Joe Wilczynski of Marcy has spent most of his life running in marathons across the U.S., including every single Boilermaker race since its inception in 1978
By Daniel Baldwin
Mohawk Valley resident Joe Wilczynski has spent 45 years of his life running in many road races and marathons across the U.S.
He has recorded more than 51,000 miles and his best finish is a 63:47.
Out of all the marathons and road races the longtime local runner competed in, no race or marathon is more important, memorable or interesting to Wilczynski than his hometown race, the Utica Boilermaker.
Wilczynski, 62, ran in the Inaugural Boilermaker in 1978. The Marcy has not missed a single race ever since. He ran in all 43 Boilermakers and even participated in the virtual one last year. This year’s Boilermaker race will be held live once again on Oct. 10.
COVID-19 and the three-month delay will not snap the longtime racer’s participation streak. Wilczynski said he is fully vaccinated and ready to run in this year’s race.
The actual Boilermaker 15k racecourse is, to Wilczynski’s terms, the largest and best racecourse in the country. The course, along with the race being in his hometown, is the reason why Wilczynski participates in the Boilermaker each year.
“This Boilermaker covers everything from general planning to an awesome course design, to outstanding volunteers, to abundance of race information, to an incredible start line, to the world’s best spectators in the country, to the amazing abundance of water stops on the course, amazing course entertainment on the course, to an incredible finish line with an after party that you have to experience for yourself and most importantly the safety and well-being for all our runners,” Wilczynski said.
“The abundance of spectators on the course to encourage you to finish, words cannot describe the feelings. You really have to experience the Boilermaker to see how smoothly and how successfully this road race is,” he continued. “Great races all have some key characteristics in common and boils down to leadership. Boilermaker has a renowned race director Jim Stasaitis who is not only fully involved but cares for everyone. The president Mark Donavan and the amazing Boilermaker staff pay attention to detail to make the Boilermaker special. I participated in the Boilermaker because it is a hometown race. The largest and best 15k road race in the country.”
Wilczynski heard about this Boilermaker race from his close friend and one of the founders of Boilermaker, Earle Reed.
‘I still enjoy running’
Before the start of the Boilermaker, Wilczynski and Reed were both members of the Utica-based running club called the Steuben Striders. The two, along with the other club members, trained together for upcoming marathons and ran together in the races. Reed was not only a friend to Wilczynski, but a mentor as well. Reed always trained and helped his friend run well at these marathons and go the entire race distance. Wilczynski said that he would not have gotten to where he was today in his running career, if it was not for Reed.

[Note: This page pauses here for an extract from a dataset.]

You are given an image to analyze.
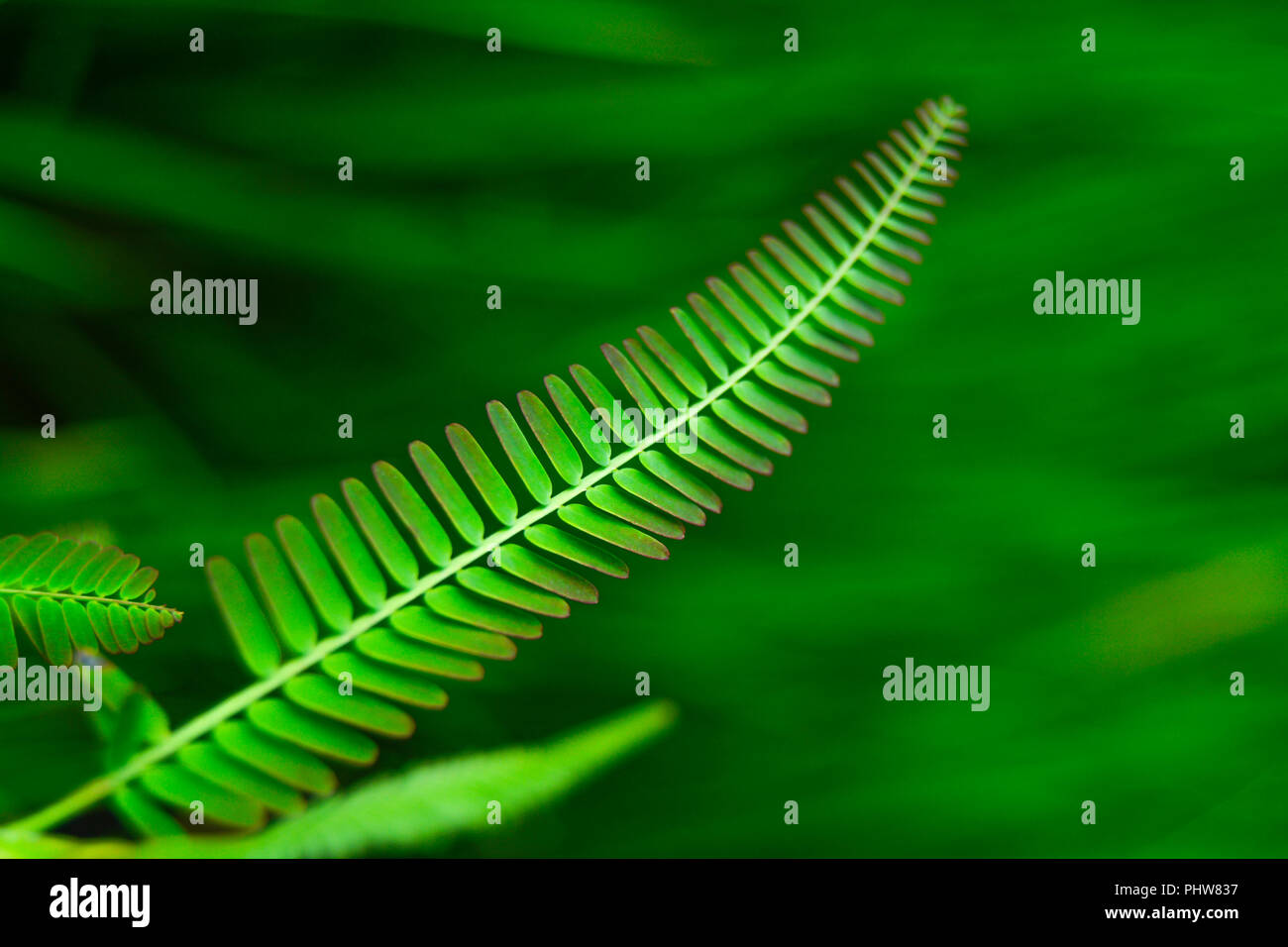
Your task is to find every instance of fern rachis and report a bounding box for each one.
[0,99,966,831]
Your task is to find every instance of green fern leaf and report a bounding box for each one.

“Earle’s been there from day one,” Wilczynski said. “We belong to a local running club Steuben Striders. Earle, myself, and the Steuben Striders trained together for upcoming marathons and helped run well at these events to go the entire distance. I became more interested in running long distance runs such as marathons due to Earle’s influence. We had a strong unity running group that works together. Earle has impacted my life in so many ways. He is a mentor and a true friend.”
Wilczynski said that his close friend started the Boilermaker road race in 1978 as a way to give back to the Mohawk Valley Community, who supported his family’s radiator business, Utica Radiator.
The 1978 Boilermaker had about 800 runners, a far cry from the amount of people who registered and ran in the 2019 race, but Wilczynski did not mind the crowd size and still had a fun time at this event.
“The first Boilermaker was much smaller,” Wilczynski said. “However, it was still an awesome event and had about 800 runners. Everything has changed, but this race every year gets better and better.”
Reed was not Wilczynski’s only trainer, as he was also coached by Joe Ficcaro.
“Joe Ficcaro who perhaps more than anyone else made Utica prominent in long distance running,” Wilczynski said. “Joe was my coach until his passing July 2011. Joe taught us the respect of running. Be a team player. I still have Joe’s thoughts in my head while I am running.”
Wilczynski’s father and wife have also been a big help to him during his running career.
“My dad, Joseph Wilczynski Sr., was instrumental in my running career,” Wilczynski said. “By my side forever until his passing July 7, 2003. My lovely wife, Susanne, who has been by my side forever. Without her support, I would not be where I am today. Without these individuals, I would not be where I am today.”
Forty-five years of running has not worn down nor tired Wilczynski. The local runner said he still enjoys running and plans on racing in a few more marathons after the Boilermaker.
“I started running in 1976 and been continuing for years,” Wilczynski said. “I still enjoy running and the enjoyment is the reason why I race. I’m very grateful that God has allowed me to continue my running career. Forty-three Boilermakers and I will keep continuing on stride at this time.”